Sarah Bateman

Personal information
- Full name: Sarah Blake Bateman
- National team: Iceland
- Born: June 15, 1990 (age 36) Orlando, Florida, U.S.
- Height: 5 ft 7 in (1.70 m)
- Weight: 128 lb (58 kg)

Sport
- Sport: Swimming
- Strokes: Backstroke, breaststroke, butterfly, freestyle, individual medley
- Club: Ægir (Iceland) Patriot Aquatics (USA)
- College team: University of Florida

= Sarah Bateman =

American-born competition swimmer

Sarah Blake Bateman (born June 15, 1990) is an American-born competitive swimmer who has represented Iceland in international events. She was born and raised in the United States, but has dual citizenship from her Icelandic maternal grandmother Johanna Hjaltalin.

At the 2008 Summer Olympics, she competed in the 100 m backstroke, but did not advance beyond the first round.

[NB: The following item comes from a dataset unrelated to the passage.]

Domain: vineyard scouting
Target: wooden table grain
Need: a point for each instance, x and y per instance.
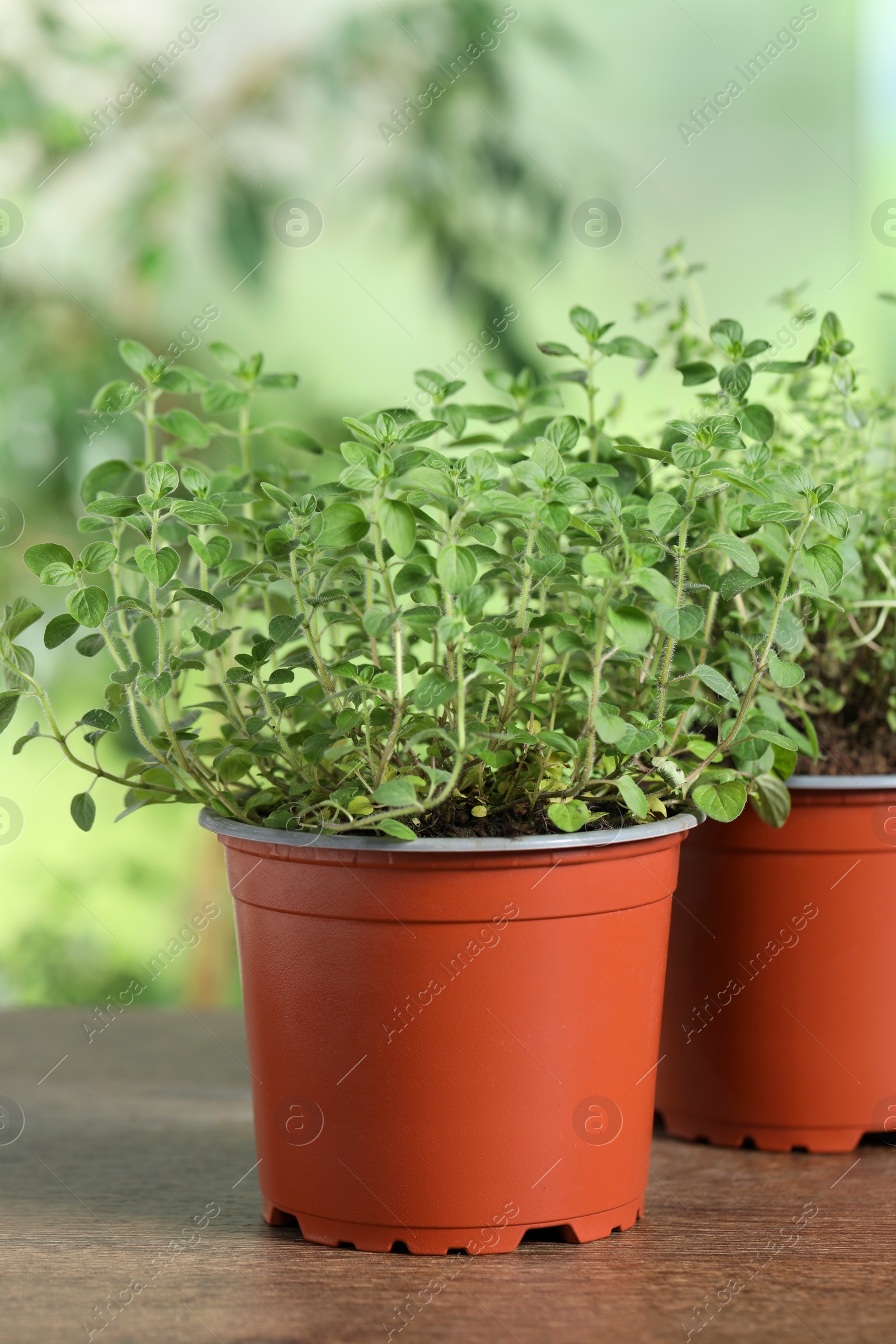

At the 2012 Summer Olympics, she finished 32nd overall in the preliminary heats in the 100-meter butterfly, and did not advance. In the 50-meter freestyle heats, she tied for 16th with two other swimmers and took part in a qualification swim-off, but did not advance. She was part of the Icelandic 4 × 100 m medley team, which also did not advance beyond the first round.